How new cancer drugs can skip randomized trials
“POSITIVE RESULTS”
It’s a problem that Merck and other companies developing new immunotherapy drugs will have to solve. The drugs, including Merck’s MK-3475 and Bristol-Myers’ nivolumab, help the immune system fight cancer cells by disabling a protein called “programmed death 1” or PD-1 that acts as a brake on the body’s ability to detect them.
Andrew Baum, an analyst at Citi, estimates treatments that coax the immune system to target cancer will become the backbone therapy for up to 60 percent of cancers over the next decade, generating $35 billion in annual sales.
Dr. Antoni Ribas at the University of California, Los Angeles says the immunotherapies are showing so much promise that they, like Zelboraf, raise doubts over whether randomized trials are needed. He believes they could be approved in the United States on the basis of a single-arm trial. Yet Merck has started enrolling patients in a study where patients will be randomized to get the new treatment or existing chemotherapy.
One patient who has already put himself forward for MK-3475 is Stew Scannell, 65, head of operations at global defense company Northrop Grumman in Oklahoma City.
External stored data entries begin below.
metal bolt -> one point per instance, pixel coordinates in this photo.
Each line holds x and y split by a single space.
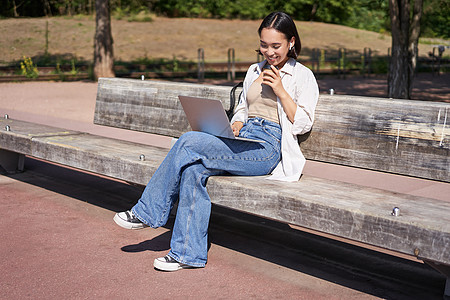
395 212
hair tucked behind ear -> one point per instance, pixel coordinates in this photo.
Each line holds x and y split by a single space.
283 23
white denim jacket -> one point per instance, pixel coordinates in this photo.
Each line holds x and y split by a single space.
300 83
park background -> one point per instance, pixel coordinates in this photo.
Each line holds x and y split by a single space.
164 36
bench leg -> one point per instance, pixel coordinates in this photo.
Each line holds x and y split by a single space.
11 162
444 269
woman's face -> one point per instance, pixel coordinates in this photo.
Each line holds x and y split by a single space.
274 46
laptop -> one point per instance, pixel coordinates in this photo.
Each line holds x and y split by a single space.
207 115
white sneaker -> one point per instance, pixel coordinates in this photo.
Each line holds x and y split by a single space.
169 264
128 220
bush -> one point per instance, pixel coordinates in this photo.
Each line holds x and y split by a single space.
28 68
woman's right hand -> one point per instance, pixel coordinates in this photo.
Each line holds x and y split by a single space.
237 126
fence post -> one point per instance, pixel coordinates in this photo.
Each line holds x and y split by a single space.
367 61
341 63
389 60
201 64
316 55
231 73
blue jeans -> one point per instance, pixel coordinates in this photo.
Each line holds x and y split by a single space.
183 175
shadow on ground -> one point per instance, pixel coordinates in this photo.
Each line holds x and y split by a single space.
354 267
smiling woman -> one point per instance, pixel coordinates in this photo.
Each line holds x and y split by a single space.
275 105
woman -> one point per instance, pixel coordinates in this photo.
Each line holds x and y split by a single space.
277 103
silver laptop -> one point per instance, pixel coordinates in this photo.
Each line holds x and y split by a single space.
207 115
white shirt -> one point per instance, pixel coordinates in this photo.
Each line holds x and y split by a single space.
300 83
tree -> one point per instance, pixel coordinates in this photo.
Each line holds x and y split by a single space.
405 37
103 42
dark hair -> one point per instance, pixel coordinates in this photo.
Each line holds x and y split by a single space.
283 23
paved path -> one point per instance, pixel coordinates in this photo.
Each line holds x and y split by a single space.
59 241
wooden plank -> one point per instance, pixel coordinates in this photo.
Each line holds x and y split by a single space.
342 209
18 138
149 106
405 137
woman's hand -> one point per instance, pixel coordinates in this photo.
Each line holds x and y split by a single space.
237 126
272 78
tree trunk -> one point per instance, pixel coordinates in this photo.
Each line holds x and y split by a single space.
103 42
414 40
405 37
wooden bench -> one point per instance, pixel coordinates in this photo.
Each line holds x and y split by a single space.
398 136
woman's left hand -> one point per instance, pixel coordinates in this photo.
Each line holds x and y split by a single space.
272 78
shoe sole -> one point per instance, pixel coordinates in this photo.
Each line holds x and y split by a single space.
169 267
124 224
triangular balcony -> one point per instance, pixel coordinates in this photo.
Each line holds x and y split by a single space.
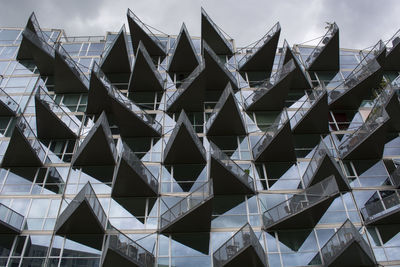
120 250
228 177
312 115
98 147
115 58
24 148
145 76
68 76
242 249
184 58
276 136
271 95
133 179
10 221
52 120
212 35
184 146
84 215
190 214
226 118
347 247
322 165
141 32
302 210
325 56
261 54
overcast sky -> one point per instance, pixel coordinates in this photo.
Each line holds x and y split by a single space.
361 22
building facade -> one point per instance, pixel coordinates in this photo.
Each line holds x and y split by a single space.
149 149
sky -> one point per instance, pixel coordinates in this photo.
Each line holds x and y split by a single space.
361 22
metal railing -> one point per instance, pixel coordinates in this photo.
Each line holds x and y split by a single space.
236 244
229 164
187 204
333 28
302 201
11 217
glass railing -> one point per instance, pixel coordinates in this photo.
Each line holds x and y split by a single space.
72 64
135 163
312 98
125 101
346 234
379 208
270 133
11 217
187 204
86 194
59 110
229 164
302 201
234 246
333 28
253 48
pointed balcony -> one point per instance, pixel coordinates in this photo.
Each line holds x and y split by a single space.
141 32
367 142
184 146
133 179
115 59
120 250
52 120
145 76
226 117
302 210
278 135
322 165
228 177
68 76
347 247
84 215
98 147
312 115
10 220
131 119
261 54
191 214
184 58
212 35
325 56
271 95
24 148
242 249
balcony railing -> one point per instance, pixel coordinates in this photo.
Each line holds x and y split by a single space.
333 28
300 202
11 217
234 246
187 204
346 234
229 164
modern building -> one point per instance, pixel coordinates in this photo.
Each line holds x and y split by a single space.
140 148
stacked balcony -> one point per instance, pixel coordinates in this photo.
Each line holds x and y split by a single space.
242 249
325 56
303 210
312 115
120 250
226 118
347 247
278 135
52 120
260 55
190 214
228 177
10 220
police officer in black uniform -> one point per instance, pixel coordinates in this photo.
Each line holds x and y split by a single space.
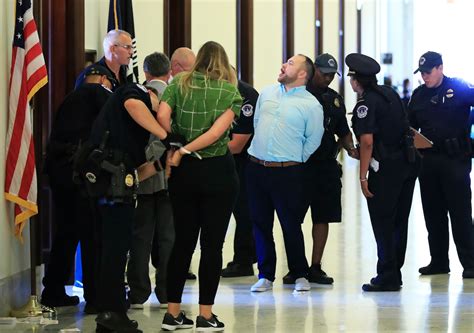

Scannell, who served a couple of tours in Vietnam and spent several years in various deserts testing helicopters, figures his melanoma may be the result of cumulative sun damage.
When his doctors were talking about buying him another couple of months, he decided to do his own research. He started MK-3475 shortly after his first meeting with Ribas, in April 2012.
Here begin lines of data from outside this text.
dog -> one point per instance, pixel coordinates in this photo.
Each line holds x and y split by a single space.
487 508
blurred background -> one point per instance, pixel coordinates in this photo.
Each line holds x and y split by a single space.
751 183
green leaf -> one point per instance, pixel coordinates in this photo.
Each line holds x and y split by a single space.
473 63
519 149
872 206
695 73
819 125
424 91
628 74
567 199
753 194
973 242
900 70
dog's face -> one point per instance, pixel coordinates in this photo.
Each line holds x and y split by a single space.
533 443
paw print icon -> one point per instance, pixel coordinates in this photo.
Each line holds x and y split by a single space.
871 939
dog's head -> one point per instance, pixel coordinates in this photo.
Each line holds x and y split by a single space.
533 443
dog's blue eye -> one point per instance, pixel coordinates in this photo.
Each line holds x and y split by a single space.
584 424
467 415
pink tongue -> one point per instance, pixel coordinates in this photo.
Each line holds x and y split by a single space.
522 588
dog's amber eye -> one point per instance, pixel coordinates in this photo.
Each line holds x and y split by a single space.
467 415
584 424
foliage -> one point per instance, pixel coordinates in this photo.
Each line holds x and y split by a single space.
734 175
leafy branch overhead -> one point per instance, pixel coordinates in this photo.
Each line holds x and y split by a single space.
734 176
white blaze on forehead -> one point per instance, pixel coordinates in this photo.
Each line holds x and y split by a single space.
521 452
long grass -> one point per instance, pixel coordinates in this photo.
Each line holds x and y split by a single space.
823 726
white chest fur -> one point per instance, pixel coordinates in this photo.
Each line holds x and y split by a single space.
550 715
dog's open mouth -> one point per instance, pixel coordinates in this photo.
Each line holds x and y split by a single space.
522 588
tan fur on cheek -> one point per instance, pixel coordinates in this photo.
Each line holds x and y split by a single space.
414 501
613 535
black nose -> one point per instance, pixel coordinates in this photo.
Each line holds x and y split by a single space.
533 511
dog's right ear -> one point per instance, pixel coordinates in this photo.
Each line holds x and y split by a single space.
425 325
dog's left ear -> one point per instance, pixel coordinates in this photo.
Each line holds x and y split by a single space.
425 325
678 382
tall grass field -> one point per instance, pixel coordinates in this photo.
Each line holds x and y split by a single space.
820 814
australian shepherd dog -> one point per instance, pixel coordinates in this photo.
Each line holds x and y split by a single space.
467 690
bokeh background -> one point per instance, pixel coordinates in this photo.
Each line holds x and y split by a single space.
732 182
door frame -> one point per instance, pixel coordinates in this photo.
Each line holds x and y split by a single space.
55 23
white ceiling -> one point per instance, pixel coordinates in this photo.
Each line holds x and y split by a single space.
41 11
Several of his tumors have disappeared. At his last scan in April, there was no sign of any tumor in his brain. In Merck’s trial, the most common side effects of the drug include fatigue, fevers, skin rash, loss of skin color and muscle weakness. But so far, Scannell has had none. “I really haven’t missed a step. I’ve continued working. The radiation was difficult. But the marvelous thing about the immunotherapy is no side effects. No lethargy. No loss of appetite. No anything.”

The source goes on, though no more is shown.